C'est la première fois qu'une telle surface de peau, la quasi-totalité du corps, est remplacée par une greffe à partir d'un jumeau homozygote. L'équipe de centre de traitement des brûlés dirigée par le Pr Maurice Mimoun de l'hôpital Saint-Louis (AP-HP), en collaboration étroite avec celle du Pr Alexandre Mebazaa en anesthésie réanimation, a sauvé un jeune homme de 33 ans victime d'un accident de travail ayant entraîné une brûlure au 3e degré à 95 %.
C'est une prouesse médicale inégalée. Les chances de survie sont quasiment nulles pour ce niveau de surface brûlée. Après un peu plus de 4 mois au centre des grands brûlés et 6 mois en rééducation, le patient est rentré à domicile. « Franck a récupéré même dans des zones qu'on n'espérait plus, se réjouit le Pr Mimoun. Il a récupéré l'ensemble du visage, les mains sont fonctionnelles, et il continue de récupérer ».
Quand un cercle vicieux devient vertueux
Personne n'imaginait une telle évolution quand Franck est admis à l'hôpital Saint Louis en septembre 2016. « Tout le monde faisait la tête, se souvient le Pr Mimoun. On savait que ses chances de survie étaient pratiquement nulles. Jusqu'à ce que le lendemain arrive son frère jumeau Éric le lendemain, qui s'est tout de suite porté volontaire pour donner sa peau. Il était prévenu qu'il risquait de garder des marques et que l'on n'était pas sûr de sauver son frère. Sans l'énergie de cette famille, on n'y serait pas arrivé. Rien n'aurait été possible sans la mobilisation et la solidarité d'une chaîne de professionnels médicaux et paramédicaux. »

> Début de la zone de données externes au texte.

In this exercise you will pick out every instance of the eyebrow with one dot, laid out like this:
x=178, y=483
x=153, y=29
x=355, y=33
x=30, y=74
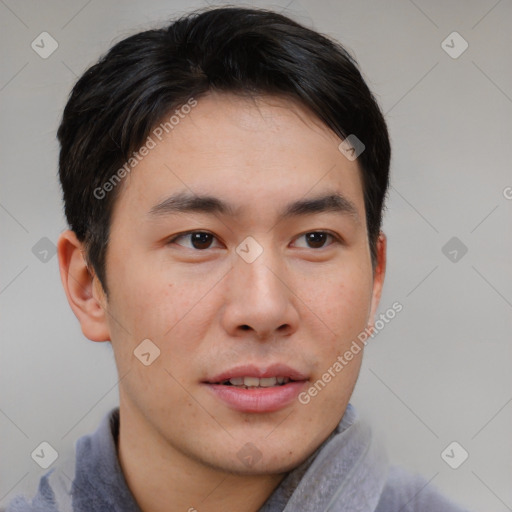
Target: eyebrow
x=184, y=202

Les grands brûlés meurent de leur peau brûlée pour deux raisons, explique le chirurgien parisien. « Il n'y a plus la fonction barrière et la peau brûlée est un poison, détaille-t-il. C'est pourquoi les anesthésistes maintiennent en vie et les chirurgiens enlèvent la peau brûlée, le temps que la peau régénère pour une surface ≤ 50 %. Pour une surface entre 60-70 %, c'est beaucoup plus difficile d'attendre, alors on a recours à des greffons en sandwich, avec des greffons de peau issue de donneur. Cela permet de gagner du temps et d'être tranquille pendant trois semaines, avant que le greffon soit rejeté ». Le traitement immunosuppresseur est formellement contre-indiqué chez le grand brûlé compte tenu du risque élevé d'infection. Dans les cas rares de greffe entre jumeaux, le receveur garde la peau de son frère donneur sans rejet.
Trois doubles interventions de greffe
Cette chirurgie hors norme s'est déroulée en 3 doubles interventions au 7e, 11e et 44e jours. « Chaque jour compte, souligne le Pr Mimoun. L'Agence de la biomédecine a donné les autorisations avec une incroyable réactivité ». Les deux frères ont donc été opérés au même moment par deux équipes de chirurgiens dans deux blocs contigus.
Chez le donneur, l'équipe a fait en sorte de limiter au maximum les marques. « Le cuir chevelu présente plusieurs avantages, explique le Pr Mimoun. La fine couche de peau prélevée régénère très vite et sans laisser de cicatrice avec la repousse des cheveux ». Le cuir chevelu a été prélevé 2 fois, le dos et les cuisses une fois. Du côté du receveur, les zones prioritaires à greffer sont les mains, le thorax, les jambes, « toute la face antérieure, résume le Pr Mimoun, le dos est fait en dernier lieu ».
La surface prélevée chez le donneur correspond à 45 % de la surface. « Cela a suffi pour couvrir les 95 % », explique le chirurgien. Comment ? « Des techniques classiques chez les grands brûlés permettent d'expandre les feuilles de peau, qui se trouent comme des bas résille, poursuit-il. La surface est multipliée par 3 ou 4 et les petits trous cicatrisent en 10 jours. »
Pour le Pr Mimoun, c'est aussi une grande preuve scientifique. « C'est possible de guérir des grands brûlés à 95 %, se réjouit le Pr Mimoun. Cette expérience est très instructive. Le cercle vicieux où la peau brûlée est un poison menant au choc et à la mort s'est transformé en cercle vertueux avec la greffe, puisqu'il y a eu cicatrisation mais aussi régénération. Si on disposait d'une peau universelle, comme de donneurs universels pour les groupes sanguins, la procédure pourrait sauver les très grands brûlés. Ce n'est pas du rêve. Les chercheurs vont nous la trouver. On est à l'aube de découvertes qui vont changer la médecine demain ».